Turner Classic Movies’ monthlong Wednesday night spotlight on memorable movies that have made efforts to put a serious focus on addictions to substances and behaviors concludes with tonight’s six-film lineup.
First is Bigger Than Life (1956), directed by Nicholas Ray and starring and produced by James Mason. The film’s story seems to presage our current opioid epidemic; Mason
plays a schoolteacher and family man who becomes seriously ill and is prescribed cortisone as a treatment. While his illness takes a turn for the better, an even more serious one takes hold as he becomes addicted to
the drug and turns abusive and violent. While not a critical or commercial success in America upon its release, Bigger Than Life was praised at the time by French New Wave filmmaking masters Jean-Luc Goddard and Francois Truffaut and is now also viewed by
many others as a masterpiece.
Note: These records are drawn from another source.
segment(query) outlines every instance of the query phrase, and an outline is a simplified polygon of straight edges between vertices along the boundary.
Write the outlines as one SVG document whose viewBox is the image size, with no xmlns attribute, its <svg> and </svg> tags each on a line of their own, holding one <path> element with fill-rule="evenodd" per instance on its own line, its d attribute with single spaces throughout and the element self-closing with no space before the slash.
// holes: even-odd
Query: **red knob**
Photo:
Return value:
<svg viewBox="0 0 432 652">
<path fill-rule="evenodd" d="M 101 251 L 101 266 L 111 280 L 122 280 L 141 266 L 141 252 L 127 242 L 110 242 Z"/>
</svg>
Up next is Valley of the Dolls (1967), the campy cult drama based on Jacqueline Susann’s bestselling novel, which follows three women (played by Barbara Parkins, Patty Duke and Sharon Tate) who try to make it in Hollywood but fall prey to a seamy underworld and addictions to barbiturates (the “dolls” of the title). Following that is The Lady Gambles, a 1949 film noir making its TCM premiere, with Barbara Stanwyck as a wife whose introduction to gambling develops into a full-blown obsession that threatens her life, savings and marriage. The gambling
theme continues with the final two films:
California Split (pictured) (1974), Robert Altman’s comedy/drama starring Elliott Gould and George Segal as a pair of gamblers who find themselves drawn ever more deeply into a sleazy gambling world with increasingly higher stakes; and Tricheurs, a 1984 French drama making its network premiere, about two gamblers, a man and a woman, who team up in a casino and realize the only way you can beat the house is to cheat.